Isso resolve um gargalo importante do setor, especialmente em ambientes onde operadoras, fornecedores de equipamentos e provedores de nuvem precisam trabalhar de forma integrada, sem comprometer dados sensíveis.
A solução também reduz ambiguidades na execução das intenções, garantindo maior precisão nas decisões automatizadas.
Impactos para operadoras e consumidores
Os benefícios da automação inteligente se estendem tanto para as empresas quanto para os usuários finais. Para as operadoras, a tecnologia representa ganhos significativos em eficiência e redução de custos.
Entre os principais impactos estão:
Redução de erros humanos nas operações
Maior agilidade no lançamento de novos serviços
Otimização de custos operacionais (OPEX)
Melhoria na eficiência energética
Para os consumidores, a experiência também tende a evoluir. A promessa é de conexões mais estáveis, menor tempo de resposta em situações críticas e novos serviços personalizados.
Em eventos de grande porte, por exemplo, a rede poderá reagir automaticamente a picos de demanda, garantindo qualidade de conexão mesmo em ambientes de alta concentração de usuários.
Além disso, surgem possibilidades como a oferta de serviços sob demanda, incluindo acordos temporários de qualidade de serviço (SLAs) para aplicações específicas, como jogos online ou transmissões ao vivo.
Um passo estratégico para o futuro das redes
De acordo com a Ericsson, a nova tecnologia não é apenas uma evolução técnica, mas um elemento estratégico para o futuro das telecomunicações.
“A liderança tecnológica da Ericsson é construída sobre a inovação contínua de talentos como o Pedro. Esta invenção patenteada não é apenas um avanço técnico; é uma ferramenta estratégica que permitirá às operadoras monetizar suas redes de formas novas e eficientes. Estamos na vanguarda da construção das redes do futuro, e esta tecnologia, que já influencia produtos como a nossa plataforma Ericsson Intelligent Automation Platform (EIAP), é a prova do nosso compromisso em entregar redes cada vez mais inteligentes, resilientes e preparadas para as demandas da próxima década”, afirma Edvaldo Santos, vice-presidente de Pesquisa e Desenvolvimento da Ericsson para o Cone Sul da América Latina.

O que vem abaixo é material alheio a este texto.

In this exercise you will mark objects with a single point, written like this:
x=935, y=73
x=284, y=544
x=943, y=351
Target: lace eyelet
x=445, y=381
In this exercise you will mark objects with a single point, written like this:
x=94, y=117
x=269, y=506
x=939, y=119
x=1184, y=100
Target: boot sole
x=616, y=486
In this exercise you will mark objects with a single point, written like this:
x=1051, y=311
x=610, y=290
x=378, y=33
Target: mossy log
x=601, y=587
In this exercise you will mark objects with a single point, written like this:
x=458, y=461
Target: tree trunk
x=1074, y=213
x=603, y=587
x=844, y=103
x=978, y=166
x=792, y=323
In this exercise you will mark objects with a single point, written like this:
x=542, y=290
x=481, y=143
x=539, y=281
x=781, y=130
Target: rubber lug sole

A empresa também informou que a tecnologia já está sendo testada em protótipos e provas de conceito com clientes, indicando que sua aplicação prática está em estágio avançado.

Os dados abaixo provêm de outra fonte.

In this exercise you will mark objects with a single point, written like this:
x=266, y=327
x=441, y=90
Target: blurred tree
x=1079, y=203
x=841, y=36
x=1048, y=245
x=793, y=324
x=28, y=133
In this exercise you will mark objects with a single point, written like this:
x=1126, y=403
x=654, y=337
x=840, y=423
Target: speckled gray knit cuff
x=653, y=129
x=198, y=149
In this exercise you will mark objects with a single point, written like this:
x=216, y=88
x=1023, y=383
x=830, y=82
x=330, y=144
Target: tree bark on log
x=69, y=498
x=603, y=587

Brasil como polo de inovação
O desenvolvimento da tecnologia reforça o papel do Brasil como um importante polo de inovação dentro da Ericsson. Nos últimos 25 anos, inventores da companhia no país foram responsáveis por mais de 270 famílias de patentes.
Esse histórico evidencia a relevância do ecossistema brasileiro de pesquisa e desenvolvimento, que contribui diretamente para avanços globais no setor de telecomunicações.
A presença da Ericsson no Brasil também inclui uma estrutura industrial estratégica. O país é o único do Hemisfério Sul a produzir rádios e antenas 5G pela empresa, com uma fábrica localizada em São José dos Campos, em operação contínua desde 1955.
Caminho para o 6G
A tecnologia baseada em intenção é vista como um dos pilares para o desenvolvimento das redes 6G, que devem ampliar ainda mais a automação, a inteligência e a capacidade de adaptação das infraestruturas de telecomunicações.
Com a crescente demanda por conectividade de alta performance, impulsionada por aplicações como Internet das Coisas (IoT), realidade aumentada e serviços digitais avançados, a necessidade de redes autônomas se torna cada vez mais evidente.
A expectativa é que soluções como a desenvolvida pela Ericsson sejam fundamentais para sustentar esse crescimento, permitindo que as redes operem com maior eficiência e menor complexidade.